Seit 20 Jahren kämpft der 61-Jährige gegen die strukturelle Benachteiligung von Familien. Das Trümmerfrauen-Urteil des Bundesverfassungsgerichts, mit dem erstmals die Erziehungsleistung rentenrechtlich anerkannt wurde, geht auf seine Initiative zurück, ebenso das Karlsruher Pflegeurteil, das dazu führte, dass Kinderlose 0,25 Prozent mehr Beitrag zur Pflegeversicherung zahlen müssen als Eltern. Er ist auch spiritus rector einer vom Katholischen Familienbund unterstützten Klage einer Familie mit mehreren Kindern, die inzwischen beim Bundessozialgericht in Kassel liegt: Es geht darin um die Forderung der Karlsruher Richter in ihrem Pflegeurteil, die Erziehungsleistung der Eltern gegenüber Kinderlosen nicht nur bei der Pflege-, sondern auch bei der Kranken- und Rentenversicherung angemessen zu berücksichtigen. Bisher, so Borchert, habe sich die Politik aber geweigert, das zu tun. Thorsten Kingreen, Professor für öffentliches Recht an der Universität Regensburg, der die Kläger vertritt, bezeichnet das als „Grundrecht der Eltern auf intragenerationelle Gleichbehandlung“. Übersetzt heißt das: Der Staat muss Menschen einer Generation gleichstellen. Eltern sind dies aber gegenüber Kinderlosen nach Überzeugung Borcherts aber nur dann, wenn von ihrem Bruttoeinkommen nicht nur bei der Einkommensteuer das Existenzminimum für die unterhaltsberechtigten Familienmitglieder abgezogen wird sondern auch bei den Sozialabgaben. Und er verweist darauf, dass mehr als die Hälfte der staatlichen Einnahmen aus indirekten Verbrauchssteuern stammen – unter denen leiden aber besonders Familien, weil sie einen höheren Bedarf haben. Auch dies müsste berücksichtigt werden. „Kinder sind Investitionen in die Zukunft. Das muss endlich anerkannt werden“, fordert Borchert.

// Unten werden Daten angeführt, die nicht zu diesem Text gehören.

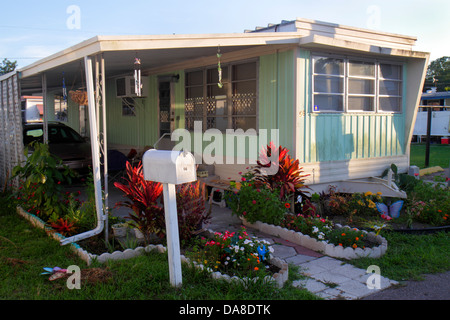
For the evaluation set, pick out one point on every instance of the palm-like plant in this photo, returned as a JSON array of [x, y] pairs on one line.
[[288, 179], [143, 198]]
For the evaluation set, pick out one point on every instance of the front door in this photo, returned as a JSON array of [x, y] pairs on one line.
[[164, 108]]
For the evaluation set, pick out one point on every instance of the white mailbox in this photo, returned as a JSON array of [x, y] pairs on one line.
[[170, 168], [165, 166]]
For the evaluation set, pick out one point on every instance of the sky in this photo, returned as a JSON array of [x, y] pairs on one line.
[[31, 30]]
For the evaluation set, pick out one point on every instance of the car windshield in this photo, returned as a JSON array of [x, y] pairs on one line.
[[56, 134]]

Frankreich macht Familiensplitting

Frankreich ist zumindest bei der Einkommensteuer schon lange erfolgreich in diese Richtung gegangen. Dort gibt es ein Familiensplitting: Wie in Deutschland gibt es für den Ehepartner den Faktor eins; für das erste und das zweite Kind jeweils den Faktor 0,5 und vom dritten Kind an wieder den Faktor eins. Das führt nicht nur dazu, dass viele Familien praktisch steuerfrei bleiben. Die Geburtenrate liegt höher als in Deutschland, und es gibt auch mehr kinderreiche Familien als hierzulande. Während in Deutschland rund 26 Prozent der 1960 geborenen Frauen lebenslang kinderlos bleiben, sind es in Frankreich nur zehn Prozent. Gleichwohl gibt Frankreich nicht mehr, sondern weniger staatliche Mittel aus als Deutschland. Viel hilft viel stimmt als politische Maxime also nicht, entscheidend ist, dass die Mittel zielgerichtet eingesetzt werden. Und auch da schneidet Deutschland nicht gut ab: 14 Prozent aller Kinder leben inzwischen von Sozialgeld. Dabei haben viele Studien gezeigt, dass sich bei Kindern, die in Armut und damit fast immer auch mangelhaften Bildungschancen aufwachsen, sich die Perspektivlosigkeit verfestigt.